I Hate Camping

shapeimage 1 17181 300x171 I Hate Camping

The remodeling started yesterday when my husband announced he planned to tear out all the shower tile in our master bathroom. For about three months we’ve been aware of a little moisture problem that needed to be investigated. And since New Year’s Eve is always the best time to initiate home improvement projects – you can get a twenty-four hour jump on the New Year’s resolution thing that way – Hiram got busy with the crow bar.

This morning, with the convenient bathroom out of commission, I was reminded of how much I hate camping. It took me three trips, maybe four, to move everything into the kitchen bathroom so I could complete my toilette. And just when I was ready to step into the shower, I remembered the rest of the stuff I needed. I had to get dressed again and haul another armload from one bathroom to the other. After the shower and two more trips to the master bathroom, I was ready for the day.

And that’s when I remembered why I hate camping. It is so darn inefficient. You spend all your time moving from one place to another, packing everything you need. Then at the pivotal moment, you realize you forgot the most essential necessity and have to figure out a way to retrieve it or come up with a way to do without it. After a weekend away from it all, you go home exhausted and covered with bug bites.

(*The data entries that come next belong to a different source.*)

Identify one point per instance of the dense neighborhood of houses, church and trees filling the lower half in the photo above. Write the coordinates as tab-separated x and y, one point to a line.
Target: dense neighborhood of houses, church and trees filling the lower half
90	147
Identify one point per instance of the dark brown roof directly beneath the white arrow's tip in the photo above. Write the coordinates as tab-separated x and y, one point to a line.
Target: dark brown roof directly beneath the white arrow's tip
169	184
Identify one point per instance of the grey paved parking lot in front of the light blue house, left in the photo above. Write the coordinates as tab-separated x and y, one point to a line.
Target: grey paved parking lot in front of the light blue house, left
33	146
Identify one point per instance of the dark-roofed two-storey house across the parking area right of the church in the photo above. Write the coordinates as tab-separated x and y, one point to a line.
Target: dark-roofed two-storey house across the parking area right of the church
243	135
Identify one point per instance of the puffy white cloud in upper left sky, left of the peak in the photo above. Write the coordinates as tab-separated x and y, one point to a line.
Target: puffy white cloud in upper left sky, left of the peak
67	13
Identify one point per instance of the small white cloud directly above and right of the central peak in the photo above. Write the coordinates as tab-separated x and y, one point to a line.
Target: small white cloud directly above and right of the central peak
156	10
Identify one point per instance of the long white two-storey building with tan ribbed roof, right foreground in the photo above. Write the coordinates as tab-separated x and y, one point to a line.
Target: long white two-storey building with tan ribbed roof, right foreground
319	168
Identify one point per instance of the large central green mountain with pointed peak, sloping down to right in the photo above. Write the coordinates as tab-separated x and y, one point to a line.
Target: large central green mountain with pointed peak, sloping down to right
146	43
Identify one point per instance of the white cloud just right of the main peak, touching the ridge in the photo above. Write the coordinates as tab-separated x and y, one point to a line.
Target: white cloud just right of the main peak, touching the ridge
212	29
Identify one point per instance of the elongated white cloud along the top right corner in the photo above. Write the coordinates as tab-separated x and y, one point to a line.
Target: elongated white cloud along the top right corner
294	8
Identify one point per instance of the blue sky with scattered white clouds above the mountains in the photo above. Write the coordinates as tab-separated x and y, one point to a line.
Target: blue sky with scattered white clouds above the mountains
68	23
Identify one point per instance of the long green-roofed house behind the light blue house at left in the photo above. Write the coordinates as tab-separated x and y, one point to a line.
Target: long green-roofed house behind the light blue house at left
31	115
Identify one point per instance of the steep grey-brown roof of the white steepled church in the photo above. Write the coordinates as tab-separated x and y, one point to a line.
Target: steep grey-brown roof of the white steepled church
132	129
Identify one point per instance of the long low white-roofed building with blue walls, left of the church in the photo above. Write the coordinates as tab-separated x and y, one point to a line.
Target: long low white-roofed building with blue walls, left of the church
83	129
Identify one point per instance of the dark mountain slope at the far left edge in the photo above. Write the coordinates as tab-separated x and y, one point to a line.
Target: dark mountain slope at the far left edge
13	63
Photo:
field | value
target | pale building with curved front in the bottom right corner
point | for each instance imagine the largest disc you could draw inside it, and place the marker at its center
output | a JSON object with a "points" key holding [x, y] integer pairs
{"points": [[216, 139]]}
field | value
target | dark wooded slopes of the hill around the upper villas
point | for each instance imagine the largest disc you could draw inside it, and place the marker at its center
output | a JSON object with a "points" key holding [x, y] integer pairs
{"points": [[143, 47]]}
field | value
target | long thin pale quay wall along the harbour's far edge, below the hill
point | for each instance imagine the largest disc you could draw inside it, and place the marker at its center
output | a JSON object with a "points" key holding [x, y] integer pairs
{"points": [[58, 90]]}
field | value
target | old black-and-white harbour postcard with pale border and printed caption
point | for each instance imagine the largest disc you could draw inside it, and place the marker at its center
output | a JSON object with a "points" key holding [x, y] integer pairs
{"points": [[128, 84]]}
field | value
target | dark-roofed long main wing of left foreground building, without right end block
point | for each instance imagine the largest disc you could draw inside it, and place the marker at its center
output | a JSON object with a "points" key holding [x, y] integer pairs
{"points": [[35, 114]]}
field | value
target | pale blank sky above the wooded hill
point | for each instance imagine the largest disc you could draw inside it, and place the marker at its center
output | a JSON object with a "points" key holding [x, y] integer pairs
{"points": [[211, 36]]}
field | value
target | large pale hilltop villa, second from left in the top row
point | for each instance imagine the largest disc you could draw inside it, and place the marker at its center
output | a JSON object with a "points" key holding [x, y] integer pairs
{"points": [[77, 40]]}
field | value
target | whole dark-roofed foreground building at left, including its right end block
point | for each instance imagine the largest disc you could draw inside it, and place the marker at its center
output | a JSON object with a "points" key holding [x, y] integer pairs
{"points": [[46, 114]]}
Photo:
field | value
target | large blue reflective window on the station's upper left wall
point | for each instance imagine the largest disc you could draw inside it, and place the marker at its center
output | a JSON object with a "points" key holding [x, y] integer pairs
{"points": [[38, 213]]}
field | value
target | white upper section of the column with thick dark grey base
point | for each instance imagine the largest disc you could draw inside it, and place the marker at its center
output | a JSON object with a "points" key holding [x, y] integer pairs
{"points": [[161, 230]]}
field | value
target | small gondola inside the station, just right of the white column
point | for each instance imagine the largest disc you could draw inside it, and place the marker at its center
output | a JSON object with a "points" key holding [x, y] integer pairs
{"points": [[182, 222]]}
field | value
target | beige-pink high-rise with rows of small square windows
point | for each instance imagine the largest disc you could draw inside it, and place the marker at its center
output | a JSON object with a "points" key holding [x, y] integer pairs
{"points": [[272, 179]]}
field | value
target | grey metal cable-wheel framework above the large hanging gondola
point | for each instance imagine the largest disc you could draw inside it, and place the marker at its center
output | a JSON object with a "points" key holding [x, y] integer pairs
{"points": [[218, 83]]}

Most years when June and July roll around, somebody talks me into a camp-out by describing how much fun camping is. But 2008 is going to be different. Even though I’m now fifty-one and need one of those pill keepers to remember to take my vitamins, thanks to our January bathroom remodeling project, I will not forget how much I hate camping and all its inefficiencies.

Even though I’ve found some good in our present bathroom situation, next New Year’s Eve I’m hiding the crow bar. This winter camping business is for the birds.